The Dalit political force, though strong, doesn’t help these communities because the vote is generally split among 5–6 parties, says veteran activist M. Venkataswamy, who is the candidate of the Republican Party of India (Athwale) in Kolar. Even while the three big parties don’t stand for Dalits, they will still inevitably capture power, he argues. “Compared to the previous three elections, Dalits will definitely have a big role in these polls,” he says, claiming that the Congress will face a setback in at least 30 seats that his party is contesting. In others, the JD(S)–BSP combine will hurt the party, he says. “The BJP is not our option. But wherever Dalits go against the Congress, the BJP will benefit. So because of the Dalit vote, we ass­ume it will be a hung assembly,” he says.

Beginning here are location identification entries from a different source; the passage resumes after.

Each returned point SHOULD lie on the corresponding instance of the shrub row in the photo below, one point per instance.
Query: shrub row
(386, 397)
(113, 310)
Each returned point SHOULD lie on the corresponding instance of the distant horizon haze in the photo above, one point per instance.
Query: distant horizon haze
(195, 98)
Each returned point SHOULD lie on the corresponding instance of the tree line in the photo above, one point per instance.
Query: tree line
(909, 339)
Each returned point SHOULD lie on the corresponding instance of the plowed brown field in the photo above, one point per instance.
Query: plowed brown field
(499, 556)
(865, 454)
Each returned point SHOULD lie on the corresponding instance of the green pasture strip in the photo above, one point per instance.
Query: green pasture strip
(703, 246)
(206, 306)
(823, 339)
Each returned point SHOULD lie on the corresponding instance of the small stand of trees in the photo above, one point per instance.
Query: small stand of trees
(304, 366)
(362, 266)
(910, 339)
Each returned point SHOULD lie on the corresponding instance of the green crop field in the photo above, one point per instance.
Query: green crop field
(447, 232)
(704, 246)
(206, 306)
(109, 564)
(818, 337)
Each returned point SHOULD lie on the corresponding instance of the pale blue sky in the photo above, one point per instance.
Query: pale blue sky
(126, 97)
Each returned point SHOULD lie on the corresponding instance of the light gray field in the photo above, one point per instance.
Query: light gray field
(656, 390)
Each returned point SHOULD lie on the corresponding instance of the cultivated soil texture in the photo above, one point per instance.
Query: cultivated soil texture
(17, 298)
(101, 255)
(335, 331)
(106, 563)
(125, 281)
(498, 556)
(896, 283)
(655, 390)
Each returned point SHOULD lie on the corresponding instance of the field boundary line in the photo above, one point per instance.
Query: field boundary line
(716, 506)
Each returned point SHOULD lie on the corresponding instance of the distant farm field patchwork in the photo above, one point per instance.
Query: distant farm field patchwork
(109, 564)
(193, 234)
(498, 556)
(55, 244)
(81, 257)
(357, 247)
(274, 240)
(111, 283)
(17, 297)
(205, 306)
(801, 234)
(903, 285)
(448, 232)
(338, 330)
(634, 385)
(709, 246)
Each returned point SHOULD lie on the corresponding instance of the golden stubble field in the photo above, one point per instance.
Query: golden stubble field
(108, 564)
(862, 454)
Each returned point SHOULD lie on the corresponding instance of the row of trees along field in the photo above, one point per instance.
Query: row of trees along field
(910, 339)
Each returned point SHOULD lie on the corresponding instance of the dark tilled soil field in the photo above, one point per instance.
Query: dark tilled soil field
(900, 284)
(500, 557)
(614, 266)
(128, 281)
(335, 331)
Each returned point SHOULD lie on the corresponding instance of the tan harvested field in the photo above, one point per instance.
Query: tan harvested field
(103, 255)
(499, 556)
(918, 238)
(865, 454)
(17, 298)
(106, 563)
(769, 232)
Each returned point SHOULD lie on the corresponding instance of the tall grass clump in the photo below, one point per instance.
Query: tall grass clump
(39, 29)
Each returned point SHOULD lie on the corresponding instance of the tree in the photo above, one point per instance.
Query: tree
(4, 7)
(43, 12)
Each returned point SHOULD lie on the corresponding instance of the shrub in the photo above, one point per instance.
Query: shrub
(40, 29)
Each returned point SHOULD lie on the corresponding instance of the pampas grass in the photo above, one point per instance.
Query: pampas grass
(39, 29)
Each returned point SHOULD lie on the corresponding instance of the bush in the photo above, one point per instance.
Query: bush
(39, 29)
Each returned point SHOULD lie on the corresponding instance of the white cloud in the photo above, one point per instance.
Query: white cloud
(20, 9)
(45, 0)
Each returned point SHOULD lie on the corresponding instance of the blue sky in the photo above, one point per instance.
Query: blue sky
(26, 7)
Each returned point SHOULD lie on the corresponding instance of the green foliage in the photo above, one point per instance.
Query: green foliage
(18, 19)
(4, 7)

The women’s collective in Pothnal, with around 1,000 members from 36 villages, offers a more down-to-earth view. Their group has been around for 18 years, giving women from landless Dalit families alternative employment and helping to educate their children. “What does it matter to the poor which party comes to power? Look at the panchayat polls: they beg and plead for votes and win. Then, they forget all about us,” says Chi­nn­amma. “We tell people not to take money for votes. We want a solution to our problems. Will our lot improve with Rs 1000?” she asks. “That’s 8 anna (50 paise) daily...that’s our worth,” quips another.